Der Google-Papa zieht sich zurück

Überraschender Führungswechsel bei Google. Firmen-Mitgründer Larry Page übernimmt das Ruder – angeblich, weil er lange genug zugesehen hat, wie der Job eines Geschäftsführers läuft.
Es ist schon der zweite überraschende Führungswechsel bei einem Internet-Schwergewicht innerhalb weniger Tage: Kurz nachdem Apple-Chef Steve Jobs eine Auszeit ankündigte, zieht sich Google-Chef Eric Schmidt aus dem Tagesgeschäft zurück. Er wird Chef des Verwaltungsrates, um die Firmenleitung kümmert sich jetzt Google-Mitgründer Larry Page.

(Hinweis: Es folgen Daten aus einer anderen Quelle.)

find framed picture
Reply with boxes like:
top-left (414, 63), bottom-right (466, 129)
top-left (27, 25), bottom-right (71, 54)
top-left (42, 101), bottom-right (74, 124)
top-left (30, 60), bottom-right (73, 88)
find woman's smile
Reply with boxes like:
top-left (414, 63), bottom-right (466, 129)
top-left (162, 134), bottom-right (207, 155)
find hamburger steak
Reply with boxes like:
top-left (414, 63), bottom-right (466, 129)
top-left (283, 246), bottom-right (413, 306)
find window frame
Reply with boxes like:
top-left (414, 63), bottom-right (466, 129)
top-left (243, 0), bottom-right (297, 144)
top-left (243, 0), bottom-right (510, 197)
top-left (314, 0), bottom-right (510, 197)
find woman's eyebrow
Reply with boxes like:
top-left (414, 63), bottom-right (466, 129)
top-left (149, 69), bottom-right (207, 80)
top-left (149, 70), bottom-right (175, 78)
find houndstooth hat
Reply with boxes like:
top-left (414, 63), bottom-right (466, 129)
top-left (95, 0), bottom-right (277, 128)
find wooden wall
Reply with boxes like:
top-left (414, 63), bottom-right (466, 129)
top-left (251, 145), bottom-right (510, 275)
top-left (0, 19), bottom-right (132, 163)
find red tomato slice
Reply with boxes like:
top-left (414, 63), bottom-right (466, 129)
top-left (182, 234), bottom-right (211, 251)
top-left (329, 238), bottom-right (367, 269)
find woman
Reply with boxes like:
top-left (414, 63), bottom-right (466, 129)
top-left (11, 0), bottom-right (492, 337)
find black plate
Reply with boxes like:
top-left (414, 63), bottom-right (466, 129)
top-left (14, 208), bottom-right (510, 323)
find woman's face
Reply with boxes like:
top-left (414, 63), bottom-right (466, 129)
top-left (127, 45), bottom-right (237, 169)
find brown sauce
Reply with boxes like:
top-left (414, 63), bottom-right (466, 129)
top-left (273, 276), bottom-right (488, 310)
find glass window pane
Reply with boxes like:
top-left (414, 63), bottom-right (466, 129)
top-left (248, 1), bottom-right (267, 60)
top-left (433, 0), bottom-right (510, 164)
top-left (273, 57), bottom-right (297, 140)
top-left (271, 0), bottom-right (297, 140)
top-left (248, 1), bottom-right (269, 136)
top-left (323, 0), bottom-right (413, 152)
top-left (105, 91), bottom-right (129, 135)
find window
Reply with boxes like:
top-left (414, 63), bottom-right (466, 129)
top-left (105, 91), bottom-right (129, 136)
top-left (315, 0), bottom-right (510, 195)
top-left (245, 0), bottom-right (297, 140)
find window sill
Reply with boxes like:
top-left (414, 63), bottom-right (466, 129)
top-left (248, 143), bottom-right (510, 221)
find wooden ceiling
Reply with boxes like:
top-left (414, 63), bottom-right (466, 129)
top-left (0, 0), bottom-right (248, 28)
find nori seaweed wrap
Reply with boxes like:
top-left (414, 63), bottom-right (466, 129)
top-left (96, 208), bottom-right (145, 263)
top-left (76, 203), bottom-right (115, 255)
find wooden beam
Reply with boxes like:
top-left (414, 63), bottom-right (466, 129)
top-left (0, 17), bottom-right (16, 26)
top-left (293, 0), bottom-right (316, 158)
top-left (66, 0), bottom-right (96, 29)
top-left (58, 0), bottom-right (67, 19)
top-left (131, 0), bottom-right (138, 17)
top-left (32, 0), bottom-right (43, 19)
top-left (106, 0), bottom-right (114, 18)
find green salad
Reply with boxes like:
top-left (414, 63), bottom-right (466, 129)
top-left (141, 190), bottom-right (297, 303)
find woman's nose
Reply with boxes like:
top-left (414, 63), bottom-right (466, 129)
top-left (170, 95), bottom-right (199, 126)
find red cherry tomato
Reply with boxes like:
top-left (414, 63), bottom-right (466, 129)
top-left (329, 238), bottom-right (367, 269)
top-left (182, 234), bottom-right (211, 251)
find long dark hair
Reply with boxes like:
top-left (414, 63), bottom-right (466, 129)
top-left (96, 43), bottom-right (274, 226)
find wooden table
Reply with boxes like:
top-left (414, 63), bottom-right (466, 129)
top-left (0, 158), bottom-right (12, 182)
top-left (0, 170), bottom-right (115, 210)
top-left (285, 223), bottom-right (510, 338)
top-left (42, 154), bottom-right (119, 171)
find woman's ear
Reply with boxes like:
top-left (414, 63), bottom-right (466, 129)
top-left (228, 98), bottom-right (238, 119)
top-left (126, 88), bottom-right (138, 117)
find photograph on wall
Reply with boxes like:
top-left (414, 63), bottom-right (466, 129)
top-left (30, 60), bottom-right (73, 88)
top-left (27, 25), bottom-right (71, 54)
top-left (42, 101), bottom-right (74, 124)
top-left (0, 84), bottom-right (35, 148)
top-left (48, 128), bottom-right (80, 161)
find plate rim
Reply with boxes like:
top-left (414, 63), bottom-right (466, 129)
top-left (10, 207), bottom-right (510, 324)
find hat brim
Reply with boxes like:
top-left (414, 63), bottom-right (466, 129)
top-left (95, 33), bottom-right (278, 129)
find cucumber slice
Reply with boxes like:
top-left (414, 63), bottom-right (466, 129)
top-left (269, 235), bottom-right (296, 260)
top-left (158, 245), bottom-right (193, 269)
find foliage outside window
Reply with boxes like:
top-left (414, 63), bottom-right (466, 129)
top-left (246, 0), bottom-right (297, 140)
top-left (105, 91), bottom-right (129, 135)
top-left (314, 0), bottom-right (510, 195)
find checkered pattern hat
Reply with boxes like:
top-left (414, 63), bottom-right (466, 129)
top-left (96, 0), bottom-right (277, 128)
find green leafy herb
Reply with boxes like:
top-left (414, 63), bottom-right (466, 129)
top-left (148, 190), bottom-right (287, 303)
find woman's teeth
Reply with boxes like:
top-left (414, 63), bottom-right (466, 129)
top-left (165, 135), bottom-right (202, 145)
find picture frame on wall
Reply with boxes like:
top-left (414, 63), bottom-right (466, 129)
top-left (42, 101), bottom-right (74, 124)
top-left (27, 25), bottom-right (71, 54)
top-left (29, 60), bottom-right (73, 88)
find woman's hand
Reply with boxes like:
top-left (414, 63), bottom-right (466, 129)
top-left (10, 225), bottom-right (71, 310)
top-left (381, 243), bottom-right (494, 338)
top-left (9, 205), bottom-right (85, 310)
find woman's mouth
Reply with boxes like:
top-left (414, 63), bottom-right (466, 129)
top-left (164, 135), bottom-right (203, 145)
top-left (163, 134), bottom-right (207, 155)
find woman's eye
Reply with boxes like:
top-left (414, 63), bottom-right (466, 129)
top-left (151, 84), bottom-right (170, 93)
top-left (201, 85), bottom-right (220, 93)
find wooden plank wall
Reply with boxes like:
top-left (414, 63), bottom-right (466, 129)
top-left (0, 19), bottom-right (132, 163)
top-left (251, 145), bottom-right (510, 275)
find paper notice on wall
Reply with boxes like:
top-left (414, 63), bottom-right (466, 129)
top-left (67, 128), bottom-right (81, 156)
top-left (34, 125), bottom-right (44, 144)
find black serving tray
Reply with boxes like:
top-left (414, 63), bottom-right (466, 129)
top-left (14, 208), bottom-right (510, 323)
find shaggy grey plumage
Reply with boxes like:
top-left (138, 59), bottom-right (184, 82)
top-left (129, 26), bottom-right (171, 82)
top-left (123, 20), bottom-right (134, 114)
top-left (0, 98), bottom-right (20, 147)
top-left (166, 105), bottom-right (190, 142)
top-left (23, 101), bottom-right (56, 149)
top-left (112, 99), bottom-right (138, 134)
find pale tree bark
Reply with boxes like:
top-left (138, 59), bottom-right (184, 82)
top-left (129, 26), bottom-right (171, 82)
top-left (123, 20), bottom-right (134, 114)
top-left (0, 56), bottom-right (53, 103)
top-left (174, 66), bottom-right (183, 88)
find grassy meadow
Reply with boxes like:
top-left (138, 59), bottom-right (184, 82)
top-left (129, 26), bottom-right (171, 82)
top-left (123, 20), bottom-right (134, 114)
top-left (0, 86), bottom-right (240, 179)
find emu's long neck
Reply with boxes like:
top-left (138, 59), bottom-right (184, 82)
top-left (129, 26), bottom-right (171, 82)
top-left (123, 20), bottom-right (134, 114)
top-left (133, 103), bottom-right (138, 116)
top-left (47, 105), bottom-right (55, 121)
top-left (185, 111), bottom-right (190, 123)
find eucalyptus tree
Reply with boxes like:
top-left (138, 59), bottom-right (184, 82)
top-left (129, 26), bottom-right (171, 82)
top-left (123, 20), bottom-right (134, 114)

Der Suchmaschinenbetreiber stellt die Personalie als Generationswechsel dar. „Tägliche Aufsicht durch Erwachsene nicht mehr nötig!“, frozzelte Eric Schmidt über Twitter. Will heißen: Er habe das Gefühl, der 37-jährige Larry Page habe ihm lange genug über die Schulter gesehen und könne jetzt selbst das Unternehmen führen.
Page hatte Google 1998 zusammen mit seinem Studienkollegen Sergey Brin aus der Taufe gehoben. Sie waren begnadete Entwickler, doch als Geschäftsführer Anfänger. Deshalb holten sie 2001 den erfahrenen Manager Schmidt, quasi als Familienoberhaupt.
Jetzt also die Stabsübergabe vom Firmen-Vater an die „Kinder“ – eine Darstellung, die Fragen offen lässt. Warum sollte Page, der Internet-Visionär, auf einmal seine Begeisterung für betriebswirtschaftliche Details entdeckt haben? Und warum sollte Eric Schmidt sich mit nur 55 Jahren aufs Altenteil zurückziehen, Google-Mitgründer Sergey Brin ins zweite Glied zurücktreten wollen?
Immerhin: Aus welchem Grund auch immer Page die Führung übernimmt – der Anfang wurde ihm leicht gemacht. Google kann vor lauter finanzieller Kraft kaum noch laufen. Allein im abgelaufenen Quartal verdiente der Konzern satte 2,5 Milliarden Dollar – indirekte Folge des beispiellosen Aufstiegs, den er unter Schmidts Führung seit 2001 hingelegt hatte.
Während sich Heerscharen von Yahoo-Mitarbeitern mitten im beginnenden Internet-Boom weltweit die Finger wundtippten beim hilflosen Versuch, die Flut der täglich wachsenden Webseiten zu katalogisieren, setzte Google auf Rechnerintelligenz. Ausgefeilte Algorithmen durchkämmen seitdem das Internet – und Google verwendet viel Akribie darauf, die fähigsten Köpfe der Software-Welt für sich zu gewinnen, um diese Algorithmen zu optimieren. Wer sich bei Google bewirbt, muss herausragende akademische Leistungen vorweisen – „ein Nobelpreis schadet nicht“, sagt ein Firmenkenner nur halb im Scherz.
Überstehen Bewerber den strengen Auswahlprozess, winken ihnen bestmögliche Arbeitsbedingungen. Die Züricher Europa-Zentrale von Google könnte man wegen ihrer zahllosen verspielten Rückzugsnischen, Ruhe-Oasen und Spiel-Angeboten eher für eine Wellness-Oase als für ein Büro halten – wären dort nicht die allgegenwärtigen Laptops, an denen oft bis in die späten Abendstunden gearbeitet wird. Nichts soll den kreativen Geist bremsen, auch nicht der unerfüllte Wunsch nach Snacks. Deswegen sind alle Arbeitsplätze so arrangiert, dass es kein „Googlianer“ weiter als 30 Meter zur nächsten Teeküche hat.
Aber das Paradies ist bedroht, permanent. Eine der Gefahren ist Facebook – auch wenn das Unternehmen, was Größe und Know-How angeht, gegenüber Google geradezu lächerlich wirkt. Aber die Macht ihrer sozialen Beziehungen könnte Menschen eines Tages dazu bringen, über Facebook statt über Google Suchanfragen zu starten – wenn Facebook seiner Gemeinde eine nur halbwegs brauchbare Suchmaschine zur Verfügung stellt. Beim Bemühen, privaten Nutzern andere Anwendungen nahezubringen, ist Google nicht immer erfolgreich. Google TV floppte vorerst. Auch der Email-Dienst Gmail krebst bei niedrigen Marktanteilen herum.